The remembrance services in the Netherlands and Kuala Lumpur came less than a month after international investigators charged three Russians and a Ukrainian with the murder of the 298 people who died.
Mourners gathering at the Dutch national monument to the disaster were surrounded by 298 trees - one was planted for each victim - and sunflowers grown from seeds from the Ukrainian fields where the wreckage fell.
Dutch Prime Minister Mark Rutte was to address relatives at the memorial in Vijfhuizen, next to Amsterdam's Schiphol Airport where the ill-fated flight to Malaysia took off on July 17, 2014.

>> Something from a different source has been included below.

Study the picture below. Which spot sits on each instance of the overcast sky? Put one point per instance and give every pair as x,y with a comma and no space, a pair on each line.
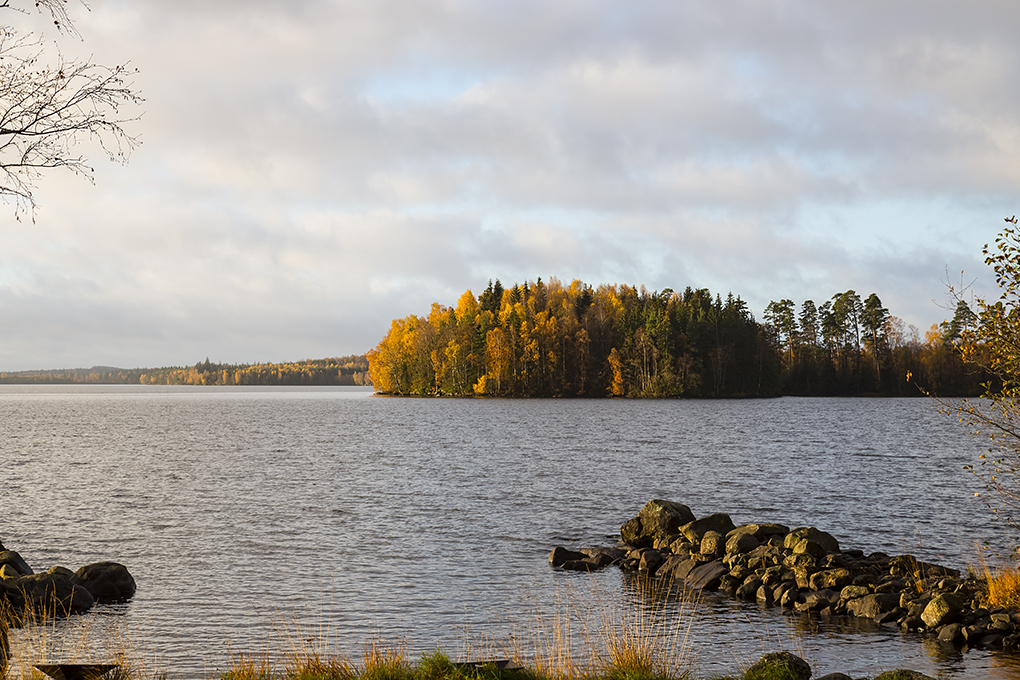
311,169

"At this unique place of sorrow the reading of the names of all victims is again central," a statement from the victims association said, adding that they would be read aloud by families and friends.
The service was to also feature music, singing and a recital by young people, while Rutte was to start the parade with young relatives by laying flowers at the monument.
The flags of the affected countries will hang at half-mast. One hundred and ninety-six of the victims were Dutch and 36 were Australian.
"On the fields around the memorial, sunflowers bloom again, some of which have been specially grown from the seeds brought from Ukraine," the statement said.
In Kuala Lumpur, there was to be a minute's silence at 1300 GMT with some Malaysian relatives of those in board.